The third-quarter financials were the first set of results released under the leadership of CEO Bernard Brookes, who was formerly the CEO of Australia’s largest department store group, Myer. Announcing the departure of Brookes last year from Myer, chairman Paul McClintock hinted that under Brookes’s leadership, the department store had failed to adapt quickly to its customers’ needs.

“The board and management team have agreed that the transformation work has reached a pivotal point, and it is appropriate for a new CEO to be given the opportunity to own, lead and drive the transformation programme,” said McClintock.

Edcon’s fourth-quarter and full-year results for the period ended March 2016 are unlikely to show a vast improvement, as local consumer confidence remains at 2008-09 global recession lows, while the economy continues to struggle.

Looking ahead, the Reserve Bank is forecast to raise interest rates at its July meeting, which will decrease the amount of money moving in the economy, and reduce disposable income in households. 36One asset management analyst Daniel Issacs said Edcon was a big ship to turn around, and that significant change would take time.
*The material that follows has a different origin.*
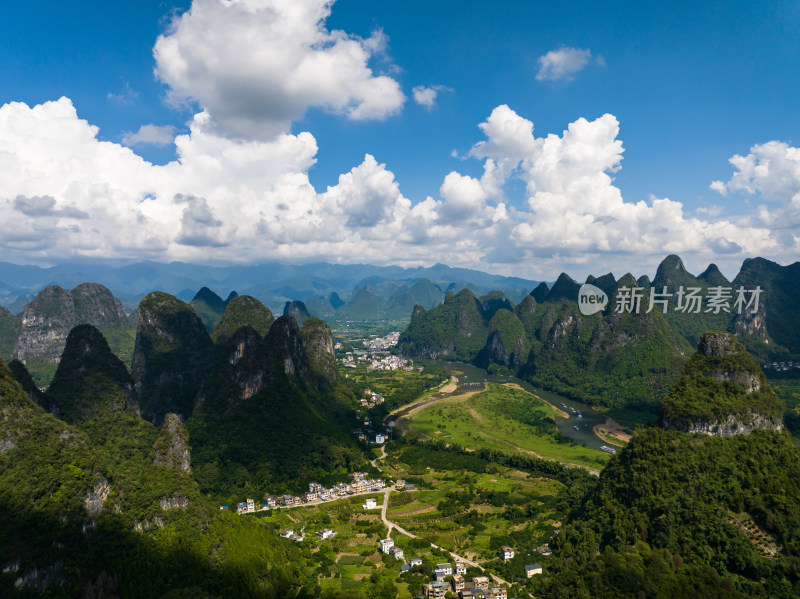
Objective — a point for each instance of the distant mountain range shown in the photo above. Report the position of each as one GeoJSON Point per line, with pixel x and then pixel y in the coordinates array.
{"type": "Point", "coordinates": [615, 357]}
{"type": "Point", "coordinates": [322, 285]}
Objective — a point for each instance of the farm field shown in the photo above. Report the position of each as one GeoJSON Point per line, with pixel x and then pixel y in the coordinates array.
{"type": "Point", "coordinates": [504, 419]}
Nico Smuts, also an analyst at the firm, said the company had recently amended the terms on its debt instruments, and may well do so again.

On Wednesday, Edcon announced it had launched a consent solicitation process to obtain up to R1.5bn in bridge financing from banks and bondholders. It asked bondholders of notes due in 2018 and 2019 to amend debt terms to allow for the new bridge financing, which will be in dollars and euros. Bondholders have until 5pm London time on July 8 to reply.

“This has alleviated some of the pressure on Edcon’s cash flows, but its overall level of indebtedness remains high. A more comprehensive restructuring may be required to stabilise the ship,” Smuts said.

Following the release of Edcon’s third-quarter results, Brookes said the retailer would be adopting a new operating model that included simplifying the business, becoming more customer-centric and retrenching staff in a bid to reduce costs. Edcon had not responded to questions from Business Day at the time of publication.